With the exception of the Hirsch affair there is no episode in Voltaire’s life about which so many statements (usually conflicting) have been made as about the quarrel with Maupertuis and Voltaire’s flight from Prussia. Collini wrote his version of the story. Prussia naturally has its own. Voltaire has his own. All the Lives of Voltaire and of Frederick—French, English, and German—have their versions. To quote authorities for every statement is the general custom of the biographer. But the sifting for truth is surely a process which may be well carried on behind the scenes; and then the result of that sifting given clear and clean to the public. If the public cannot trust the ability or the honesty of the biographer, the sources of his information are not inaccessible, and the public with a little extra trouble can verify his facts, even though he does not assist it by cumbering his text with that annihilation of all interest, the perpetual footnote. If the subject is not considered worth the extra trouble, the reader may well take the biographer—on faith. It may be added that the custom of learning a man’s life and character from other people and not from himself, is far too closely followed.
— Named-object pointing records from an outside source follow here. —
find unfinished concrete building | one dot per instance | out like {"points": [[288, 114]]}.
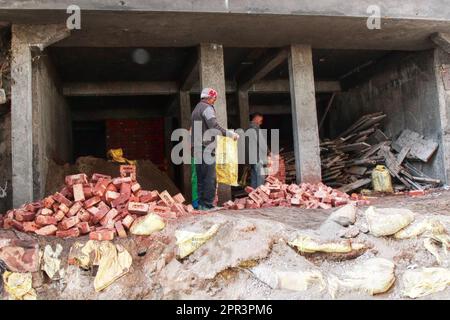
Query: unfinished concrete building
{"points": [[138, 63]]}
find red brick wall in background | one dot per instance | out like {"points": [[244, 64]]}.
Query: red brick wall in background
{"points": [[139, 139]]}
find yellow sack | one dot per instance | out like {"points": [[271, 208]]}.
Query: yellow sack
{"points": [[117, 156], [227, 161], [381, 179], [19, 286]]}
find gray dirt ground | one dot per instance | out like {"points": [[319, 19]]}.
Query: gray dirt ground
{"points": [[240, 260]]}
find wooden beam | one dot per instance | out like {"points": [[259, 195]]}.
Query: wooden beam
{"points": [[442, 40], [262, 68], [127, 88], [282, 86], [189, 75]]}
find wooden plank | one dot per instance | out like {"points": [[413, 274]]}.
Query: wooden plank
{"points": [[355, 185]]}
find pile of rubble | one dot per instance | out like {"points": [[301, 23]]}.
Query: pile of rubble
{"points": [[101, 207], [348, 160], [277, 194]]}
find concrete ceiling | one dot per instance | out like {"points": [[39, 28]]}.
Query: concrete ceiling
{"points": [[109, 28]]}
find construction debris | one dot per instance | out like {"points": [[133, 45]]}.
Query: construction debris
{"points": [[348, 161], [275, 193], [101, 207]]}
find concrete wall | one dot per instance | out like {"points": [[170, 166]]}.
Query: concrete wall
{"points": [[52, 130], [404, 87]]}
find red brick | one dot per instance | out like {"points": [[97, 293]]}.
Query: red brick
{"points": [[84, 215], [100, 187], [78, 193], [76, 207], [111, 195], [108, 218], [47, 230], [75, 179], [84, 227], [46, 220], [45, 212], [92, 202], [128, 171], [30, 226], [102, 235], [135, 187], [71, 233], [59, 215], [179, 198], [167, 198], [97, 176], [68, 223], [61, 199], [48, 202], [127, 221], [118, 181], [138, 207], [120, 230], [22, 216], [64, 208]]}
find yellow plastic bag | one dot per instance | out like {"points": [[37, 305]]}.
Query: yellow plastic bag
{"points": [[227, 161], [117, 156], [19, 285], [381, 179]]}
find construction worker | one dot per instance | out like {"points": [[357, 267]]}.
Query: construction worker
{"points": [[257, 173], [204, 118]]}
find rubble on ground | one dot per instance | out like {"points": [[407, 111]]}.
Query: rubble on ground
{"points": [[274, 193], [101, 206]]}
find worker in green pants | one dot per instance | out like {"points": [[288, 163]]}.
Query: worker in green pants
{"points": [[194, 184]]}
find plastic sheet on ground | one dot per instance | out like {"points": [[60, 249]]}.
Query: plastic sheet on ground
{"points": [[300, 281], [19, 285], [387, 221], [306, 244], [188, 241], [373, 276], [51, 261], [423, 282], [113, 261], [146, 225]]}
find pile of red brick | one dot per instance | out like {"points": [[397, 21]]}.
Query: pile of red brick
{"points": [[275, 193], [101, 207]]}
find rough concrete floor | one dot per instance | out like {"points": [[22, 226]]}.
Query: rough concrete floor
{"points": [[249, 244]]}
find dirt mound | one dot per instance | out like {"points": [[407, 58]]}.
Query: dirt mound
{"points": [[148, 175]]}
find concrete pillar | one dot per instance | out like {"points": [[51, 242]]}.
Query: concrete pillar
{"points": [[243, 111], [25, 39], [212, 75], [304, 115], [185, 123]]}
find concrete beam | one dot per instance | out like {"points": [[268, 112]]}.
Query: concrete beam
{"points": [[304, 115], [262, 68], [282, 86], [132, 88], [128, 88], [212, 75], [22, 122], [442, 40]]}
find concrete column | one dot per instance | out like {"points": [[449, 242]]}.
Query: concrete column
{"points": [[304, 115], [212, 75], [244, 111], [185, 123], [21, 119], [26, 39]]}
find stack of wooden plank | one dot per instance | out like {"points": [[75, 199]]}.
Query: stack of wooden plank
{"points": [[348, 160]]}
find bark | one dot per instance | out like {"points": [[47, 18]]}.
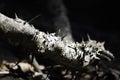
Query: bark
{"points": [[68, 53]]}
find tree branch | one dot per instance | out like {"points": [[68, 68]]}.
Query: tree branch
{"points": [[68, 53]]}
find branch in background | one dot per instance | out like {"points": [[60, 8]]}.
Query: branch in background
{"points": [[68, 53], [59, 18]]}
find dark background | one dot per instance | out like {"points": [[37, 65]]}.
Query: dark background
{"points": [[97, 18]]}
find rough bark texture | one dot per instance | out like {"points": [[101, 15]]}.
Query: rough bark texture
{"points": [[68, 53]]}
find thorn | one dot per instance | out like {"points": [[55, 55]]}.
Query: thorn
{"points": [[16, 17], [103, 43], [88, 37]]}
After all, the great do not tell so many lies about themselves as their too partial friends, their malicious enemies, and their interested, gossiping servants tell about them. The best biographer of Voltaire is Voltaire himself. If any writer can lead his reader to throw away the biographies, even his own, and study Voltaire at first-hand—his letters, the wittiest in the world, and his works, which in matchless adroitness can be compared to no other production of the human mind—he will have done much and should be well satisfied.

The light of that Christmas bonfire made “Akakia,” as it might have been expected to make it, more conspicuous than ever. Thirty thousand copies were sold in Paris in a few weeks. By January, 1753, in Prussia, twelve presses were kept busy printing it night and day. The Prussian newspapers held up their hands at it in holy horror, and did their best for it by their abuse. For a week Voltaire lay perdu. He had thoughts of escaping to Plombières on the very good excuse of his health. A flight to England was often in his mind.

On New Year’s Day, at half-past three in the afternoon, he sent back to Frederick “the bells and the baubles he has given me,” which comprised the Cross and Ribbon of the Order of Merit and the Chamberlain’s Key.

On the outside of the packet he wrote the well-known quatrain:

Oh! tenderly I took your tender gifts
And sadly render them to you again,
As bitter lover to lost love gives back
Her pictured image, in his hot heart’s pain.

He accompanied the parcel with a letter—a melancholy reflection on the Vanity of Human Wishes. “My resignation is equal to my sorrow. I shall remember nothing but your goodness. I have lost everything; there only remains to me a memory of having once been happy in your retreat at Potsdam.... I made you my idol: an honest man does not change his religion, and sixteen years of a measureless devotion are not to be destroyed by a single unlucky moment.”

His sorrow was genuine; but so was his determination to go.